Contre la tyrannie

Samedi dernier, sept millions de personnes, réparties dans quelque 2 700 localités des États-Unis, dans les 50 États et plusieurs villes étrangères, sont descendues dans la rue, arborant banderoles, costumes, énergie et courage, pour exprimer leur rejet catégorique des ambitions tyranniques du président Trump, qui, selon les analystes critiques, prépare le terrain au démantèlement de l'État démocratique et à sa dictature. Loin de se laisser intimider par la campagne de mensonges visant à présenter les manifestants comme des anarchistes, des communistes ou des partisans du terrorisme, animés par la haine de leur pays, organisateurs et manifestants ont démontré leur capacité de mobilisation et leurs convictions pacifistes.
Après les premières manifestations « antimonarchie » en juin, organisées dans 2 300 villes et rassemblant quelque cinq millions de participants, cette nouvelle vague d'actions citoyennes démontre que le mécontentement, la lassitude – ou le sentiment de réalité – s'est propagé et intensifié à travers le pays en quelques mois seulement. Les manifestations de masse aux États-Unis sont moins fréquentes qu'au Mexique.
Elles ont marqué la lutte pour les droits civiques et les manifestations contre la guerre du Vietnam, mais elles ne constituent pas une forme courante d'action citoyenne. Elles nécessitent également une organisation continue et efficace aux niveaux local et régional pour former ultérieurement des réseaux à portée nationale. C'est pourquoi il est si important (et inspirant) pour les organisateurs, les observateurs politiques et les citoyens critiques de constater l'impact du travail d'organisations comme 5051, Indivisible et bien d'autres sur des groupes et des communautés très divers.
Si l'ampleur et la portée de ces manifestations contre l'aspirant roi sont significatives, les formes d'action citoyenne le sont tout autant, notamment l'humour et la satire face aux abus de pouvoir. Outre les banderoles faisant allusion au thème « No Kings » des marches, à la Constitution et aux libertés, certaines arboraient des caricatures du président couronné, d'autres étaient déguisées en Statue de la Liberté (symbole d'une démocratie ouverte aux migrants), d'autres encore arboraient des mascottes animales dansantes, telles que la grenouille et le poulet dansants, popularisés par les manifestants de Portland et de Chicago en guise de résistance pacifique aux attaques de l'ICE et de la Garde nationale militarisée ces dernières semaines.

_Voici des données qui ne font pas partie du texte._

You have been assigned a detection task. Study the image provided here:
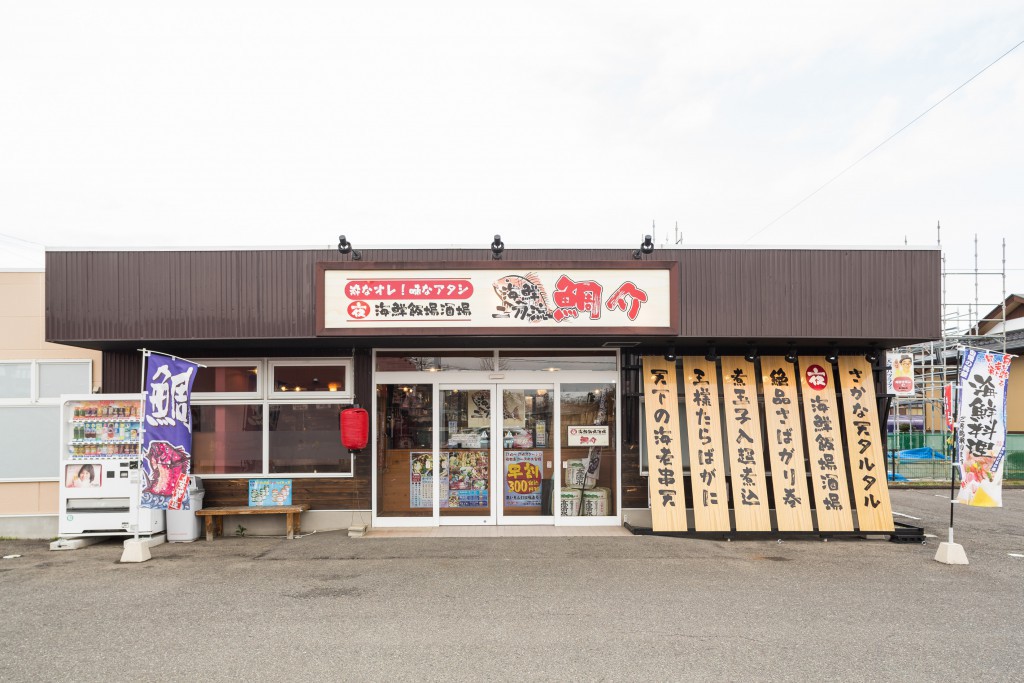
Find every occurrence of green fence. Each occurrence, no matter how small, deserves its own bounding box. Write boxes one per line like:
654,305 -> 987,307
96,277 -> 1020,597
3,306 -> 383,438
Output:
888,432 -> 1024,481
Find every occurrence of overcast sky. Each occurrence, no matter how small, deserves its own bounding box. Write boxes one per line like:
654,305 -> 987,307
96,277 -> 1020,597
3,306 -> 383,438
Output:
0,0 -> 1024,305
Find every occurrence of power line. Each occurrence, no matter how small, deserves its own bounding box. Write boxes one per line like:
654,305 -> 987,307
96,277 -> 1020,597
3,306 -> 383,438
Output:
745,40 -> 1024,242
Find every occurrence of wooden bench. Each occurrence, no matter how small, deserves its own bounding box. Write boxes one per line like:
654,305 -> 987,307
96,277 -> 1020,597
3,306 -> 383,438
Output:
196,504 -> 309,541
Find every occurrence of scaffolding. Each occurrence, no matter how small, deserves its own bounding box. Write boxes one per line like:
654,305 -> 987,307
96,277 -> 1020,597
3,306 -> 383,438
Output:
887,225 -> 1007,481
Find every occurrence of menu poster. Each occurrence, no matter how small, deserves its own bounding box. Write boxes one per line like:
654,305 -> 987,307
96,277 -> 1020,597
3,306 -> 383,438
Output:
409,451 -> 434,508
505,451 -> 544,508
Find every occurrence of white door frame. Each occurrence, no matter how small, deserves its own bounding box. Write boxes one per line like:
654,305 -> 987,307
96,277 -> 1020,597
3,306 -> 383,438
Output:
371,349 -> 623,528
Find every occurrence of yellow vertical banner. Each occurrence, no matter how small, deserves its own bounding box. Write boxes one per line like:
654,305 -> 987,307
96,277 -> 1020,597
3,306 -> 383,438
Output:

Comme Valle-Inclán le savait bien lorsqu'il satirisait la monarchie espagnole et les dictateurs latino-américains, dans « Le Tyran Banderas », par exemple, la satire brise la façade de solennité et de grandeur des puissants. Ruth Ben-Ghiat, spécialiste des dictatures, a quant à elle souligné que l'humour peut apaiser la peur, dénoncer efficacement la corruption et l'injustice, ou révéler l'absurdité du discours et des actes des tyrans en les sortant de leur contexte officiel (voir ses chroniques dans Lucid sur Substack). Par conséquent, explique-t-elle, à mesure que les autocrates « consolident leur pouvoir, ils deviennent plus fragiles et moins tolérants à la critique, même formulée sous forme de moquerie ».
Trump a déjà démontré son manque de respect pour la liberté d'expression (de ses détracteurs) en attaquant les humoristes et les journalistes qui osent le critiquer, et en promouvant ce qui peut être considéré comme une campagne de haine contre les citoyens mécontents et « désobéissants », en particulier ceux organisés, que son gouvernement a stigmatisés comme antifascistes (comme si cela était destructeur) et présentés comme une organisation quasi terroriste, appelée Antifa, une image rejetée comme une entité imaginaire par les politologues et les journalistes. Il n'existe pas de fronts antifascistes comme ceux qui existaient en Europe dans les années 1930, ni de coordination nationale de ce type aux États-Unis. De plus, être antifasciste n'est pas synonyme de terroriste, ni même de terroriste violent. Il s'agit d'un exemple de manipulation de la réalité par inversion : les violents accusent leurs détracteurs de l'être afin de les diaboliser et d'intensifier la violence à leur encontre.
Il faudra probablement des manifestations de masse plus nombreuses et plus importantes pour mettre à mal l'arrogance de l'autocrate et réveiller le Congrès. Pour de nombreuses personnes qui se sont senties isolées, effrayées ou déprimées par les menaces de la tyrannie, elles sont déjà une source d'inspiration, d'énergie et d'espoir.